Expedia has found a back door into Airbnb’s home turf. The travel site announced after the market closed on Wednesday that it’s paying $3.9 billion for HomeAway. The vacation-rental firm doesn’t yet have the same clout in cities as its better-known rival, but shacking up with Expedia should help. If successful, the deal will give Expedia customers fewer reasons to turn to Airbnb.
The rapid rise in renting out one’s abode has put much of the traditional travel industry on the defensive. Home listings increased more than threefold last year to 1 million, according to Morningstar. Expedia Chief Executive Dara Khosrowshahi reckons “alternative accommodations” now represent a $100 billion business.
It was only a couple of years ago that many in the business had not even heard of Airbnb. The company now sports a $25 billion valuation after its latest funding round and is expected to book 80 million nights worth of stays this year, according to Reuters. Its success may also be putting pressure on the likes of Starwood Hotels to search for merger partners.
Buying HomeAway doesn’t suddenly solve Expedia’s shortcomings in that part of the market, though. City rentals account for less than 7 percent of its business, and Expedia has only recently started adding inventory of its own. Combined, though, the two companies should be able to bulk up on the number of urban beds they can offer. Whether that will be enough to meet Khosrowshahi’s goal of almost tripling HomeAway’s EBITDA to $350 million by 2018 is another matter.

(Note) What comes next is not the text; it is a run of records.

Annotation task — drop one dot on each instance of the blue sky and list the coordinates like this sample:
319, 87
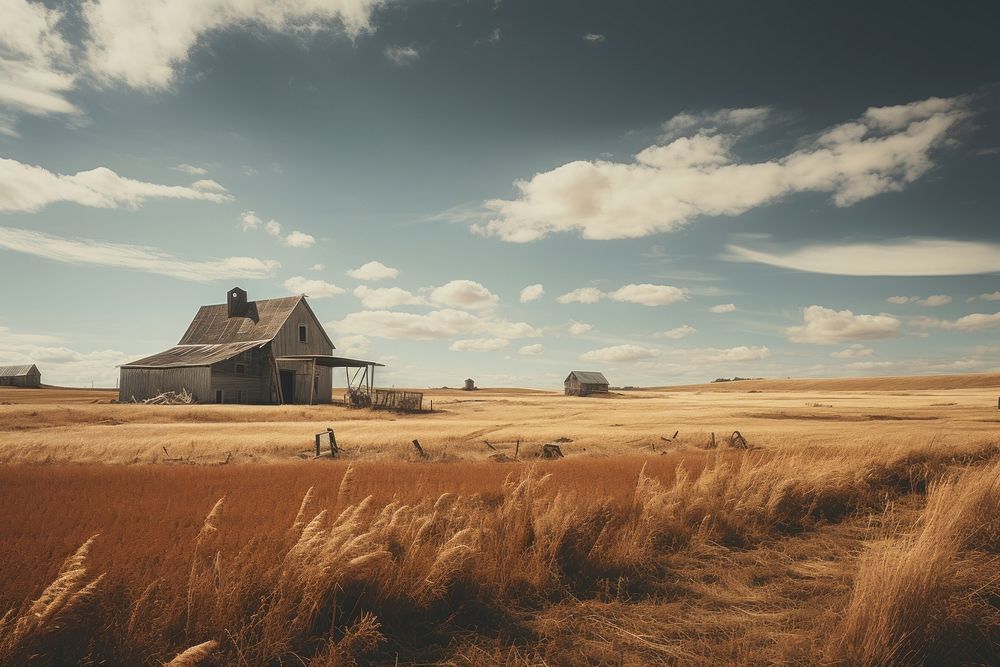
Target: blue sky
507, 190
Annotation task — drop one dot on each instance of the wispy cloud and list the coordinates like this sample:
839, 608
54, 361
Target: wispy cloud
670, 184
26, 188
133, 257
903, 257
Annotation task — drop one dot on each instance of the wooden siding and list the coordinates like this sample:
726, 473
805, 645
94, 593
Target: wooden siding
286, 342
143, 383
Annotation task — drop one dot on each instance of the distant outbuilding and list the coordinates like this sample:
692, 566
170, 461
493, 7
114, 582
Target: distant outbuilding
584, 383
20, 376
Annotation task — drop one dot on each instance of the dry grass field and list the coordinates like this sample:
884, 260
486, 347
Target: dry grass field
862, 528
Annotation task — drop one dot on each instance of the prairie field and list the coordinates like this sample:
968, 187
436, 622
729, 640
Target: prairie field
861, 527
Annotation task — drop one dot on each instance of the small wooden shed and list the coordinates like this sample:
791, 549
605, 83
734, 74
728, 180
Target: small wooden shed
584, 383
27, 375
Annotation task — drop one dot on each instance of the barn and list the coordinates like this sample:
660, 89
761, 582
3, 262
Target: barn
27, 375
269, 351
584, 383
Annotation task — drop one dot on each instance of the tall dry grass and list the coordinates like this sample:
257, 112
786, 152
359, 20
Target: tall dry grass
415, 571
932, 597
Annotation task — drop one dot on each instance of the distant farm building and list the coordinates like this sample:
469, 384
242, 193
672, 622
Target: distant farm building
584, 383
264, 352
20, 376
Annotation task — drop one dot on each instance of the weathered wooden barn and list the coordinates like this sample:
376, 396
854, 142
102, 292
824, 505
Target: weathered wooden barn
264, 352
583, 383
27, 375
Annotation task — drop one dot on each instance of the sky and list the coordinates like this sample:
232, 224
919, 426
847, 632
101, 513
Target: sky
668, 192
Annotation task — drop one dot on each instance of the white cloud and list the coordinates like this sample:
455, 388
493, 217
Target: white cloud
191, 169
828, 326
249, 220
853, 352
401, 55
743, 121
353, 346
26, 188
316, 289
679, 332
931, 301
648, 295
904, 257
373, 271
59, 364
435, 325
620, 354
299, 239
35, 63
582, 295
479, 345
386, 297
669, 185
134, 257
973, 322
143, 44
464, 294
532, 293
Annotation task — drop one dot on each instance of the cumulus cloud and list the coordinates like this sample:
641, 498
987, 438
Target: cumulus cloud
59, 364
299, 239
401, 55
353, 346
853, 352
36, 69
973, 322
620, 354
386, 297
670, 184
532, 293
435, 325
479, 345
678, 332
828, 326
903, 257
373, 271
143, 44
582, 295
464, 294
27, 188
134, 257
316, 289
648, 295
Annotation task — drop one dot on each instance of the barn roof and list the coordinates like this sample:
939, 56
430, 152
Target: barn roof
588, 377
212, 325
17, 371
181, 356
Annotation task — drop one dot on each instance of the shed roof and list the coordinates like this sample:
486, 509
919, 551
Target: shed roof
212, 325
17, 371
181, 356
588, 377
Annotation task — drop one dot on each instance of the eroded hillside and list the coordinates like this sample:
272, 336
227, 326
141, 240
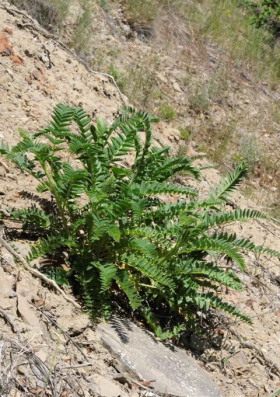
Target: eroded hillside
37, 73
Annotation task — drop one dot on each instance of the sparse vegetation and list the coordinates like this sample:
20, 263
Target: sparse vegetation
125, 243
50, 14
184, 133
83, 29
166, 112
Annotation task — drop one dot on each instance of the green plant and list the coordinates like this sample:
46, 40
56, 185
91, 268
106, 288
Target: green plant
167, 112
265, 13
125, 243
184, 134
50, 14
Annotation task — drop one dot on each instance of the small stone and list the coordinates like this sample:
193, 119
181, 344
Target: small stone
174, 371
238, 360
105, 387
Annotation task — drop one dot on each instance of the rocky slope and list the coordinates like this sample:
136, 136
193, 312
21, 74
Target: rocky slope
45, 337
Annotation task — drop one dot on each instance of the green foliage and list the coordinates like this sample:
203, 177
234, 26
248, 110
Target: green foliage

He is, at least, not forking over an outrageous price. HomeAway shareholders will receive a 28 percent premium. That’s not bad for a stock that was trading 47 percent below its February 2014 high before the deal was announced on Wednesday. Potential cost cuts are so low that Expedia has not yet put a number on them. But the company will get access to $300 million or more of HomeAway’s cash. That’s a pretty nifty housewarming gift.